Anche le imprese artigiane del Piemonte vittime della concorrenza sleale

Anche le imprese artigiane del Piemonte vittime della concorrenza sleale

PIEMONTE – In Piemonte il 10,6% dei lavoratori è irregolare. Sono 84.442 (67,6%) le imprese artigiane piemontesi esposte alla concorrenza sleale del sommerso. I dati sono di Confartigianato Piemonte che ha denunciato la violenta concorrenza sleale causata dal sommerso, dall’abusivismo e dal lavoro irregolare. Nel triennio 2011-2013 il valore dell’economia sommersa e illegale è cresciuto del 2,4% mentre in Italia sono ben 6.897.000 le persone che hanno effettuato nell’ultimo anno acquisti di beni e servizi che contengono lavoro irregolare.

L’artigianato, poi, è particolarmente esposto alla concorrenza sleale del sommerso: a livello nazionale risultano esposte alla concorrenza sleale del sommerso il 65,8% delle imprese artigiane (898.902 imprese, cioè i due terzi del totale delle imprese artigiane). Il Piemonte con il 67,6% (pari a 84.442 imprese) supera la media nazionale e si posiziona al sesto posto della classifica regionale.

In particolare, se a livello nazionale l’incidenza dell’artigianato ad alta esposizione alla concorrenza sleale del sommerso sull’artigianato si attesta sul 24,2%, il Piemonte registra un 21,4% (pari a 26.697 imprese) prevalentemente concentrate nella città di Torino (14.440 aziende).

L’abusivismo è direttamente collegato alla crisi – ha commentato Dino De Santis, Presidente di Confartigianato Torino.
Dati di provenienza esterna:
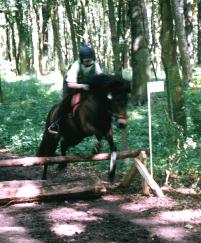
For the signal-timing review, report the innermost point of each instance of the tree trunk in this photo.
(34, 37)
(140, 52)
(1, 92)
(72, 28)
(22, 60)
(175, 89)
(115, 38)
(188, 14)
(199, 32)
(177, 10)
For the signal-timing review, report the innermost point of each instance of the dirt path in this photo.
(118, 216)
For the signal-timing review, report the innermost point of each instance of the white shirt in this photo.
(75, 68)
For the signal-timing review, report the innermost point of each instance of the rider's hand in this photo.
(85, 87)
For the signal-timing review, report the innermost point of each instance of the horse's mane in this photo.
(107, 83)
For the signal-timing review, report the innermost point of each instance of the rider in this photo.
(81, 70)
(75, 79)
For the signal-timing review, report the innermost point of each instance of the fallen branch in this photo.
(38, 161)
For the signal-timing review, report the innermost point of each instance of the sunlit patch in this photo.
(170, 233)
(148, 203)
(71, 214)
(112, 198)
(135, 115)
(68, 229)
(190, 216)
(26, 205)
(9, 229)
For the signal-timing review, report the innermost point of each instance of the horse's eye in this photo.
(109, 96)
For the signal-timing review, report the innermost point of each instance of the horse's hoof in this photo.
(61, 167)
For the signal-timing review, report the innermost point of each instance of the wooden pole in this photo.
(147, 177)
(38, 161)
Il settore particolarmente a rischio risulta essere quello dei parrucchieri ed estetiste, spesso ex dipendenti licenziati che continuano ad esercitare a casa loro, idraulici ed elettricisti che arrotondano anche se non prestano più i loro servizi ufficialmente. Ci sono poi i dipendenti in mobilità oppure i cassintegrati. Questo esercito di abusivi, non solo fa concorrenza sleale alle imprese regolari ma determina una rilevante evasione fiscale e contributiva”.

Non dovremmo più tollerare le attività irregolari, come se fossero, in qualche modo, legittime anche se talvolta necessarie per la sopravvivenza di molte famiglie – ha continuato De Santis – perché il fenomeno è una grave minaccia soprattutto per gli artigiani e per le piccole imprese: noi piccoli siamo le prime vittime della concorrenza sleale di chi lavora senza rispettare le leggi.”
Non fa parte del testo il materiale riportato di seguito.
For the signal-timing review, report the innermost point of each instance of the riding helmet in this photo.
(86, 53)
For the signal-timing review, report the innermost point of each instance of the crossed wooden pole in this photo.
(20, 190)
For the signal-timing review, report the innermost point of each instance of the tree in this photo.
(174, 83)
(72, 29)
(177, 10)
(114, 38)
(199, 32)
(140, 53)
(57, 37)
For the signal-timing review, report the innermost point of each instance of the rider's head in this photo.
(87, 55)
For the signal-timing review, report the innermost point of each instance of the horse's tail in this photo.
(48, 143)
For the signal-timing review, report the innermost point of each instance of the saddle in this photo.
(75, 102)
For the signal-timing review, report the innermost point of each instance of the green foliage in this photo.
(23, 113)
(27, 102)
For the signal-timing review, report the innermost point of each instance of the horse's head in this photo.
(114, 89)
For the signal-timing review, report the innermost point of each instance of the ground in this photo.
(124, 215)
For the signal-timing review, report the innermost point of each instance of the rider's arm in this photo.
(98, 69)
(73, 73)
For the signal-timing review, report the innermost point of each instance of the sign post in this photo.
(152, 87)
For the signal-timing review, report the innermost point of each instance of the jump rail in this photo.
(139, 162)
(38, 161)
Si stima che la presenza di una fetta così ampia di lavoro irregolare determini un’evasione fiscale e contributiva pari a 11,78 miliardi di Iva, 2,8 di Irpef, 604 milioni di Irap e 4,54 miliardi di contributi sociali.
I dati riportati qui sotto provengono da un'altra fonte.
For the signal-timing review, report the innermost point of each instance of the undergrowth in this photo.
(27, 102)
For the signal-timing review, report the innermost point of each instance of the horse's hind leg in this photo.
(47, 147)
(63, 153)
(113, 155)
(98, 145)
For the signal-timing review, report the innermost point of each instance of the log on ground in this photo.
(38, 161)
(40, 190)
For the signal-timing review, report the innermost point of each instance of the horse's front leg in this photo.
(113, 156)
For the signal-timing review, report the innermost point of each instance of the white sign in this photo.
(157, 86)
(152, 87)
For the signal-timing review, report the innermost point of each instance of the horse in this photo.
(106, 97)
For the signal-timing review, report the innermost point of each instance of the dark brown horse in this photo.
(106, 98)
“Questo fenomeno – ha concluso De Santis – va combattuto in maniera strutturale, intervenendo su tutto ciò che ostacola la corretta attività delle imprese che lavorano regolarmente, ad esempio il carico tributario e contributivo troppo elevato, l’eccesso di burocrazia e i pessimi esempi da parte dei rappresentanti della politica e della burocrazia”.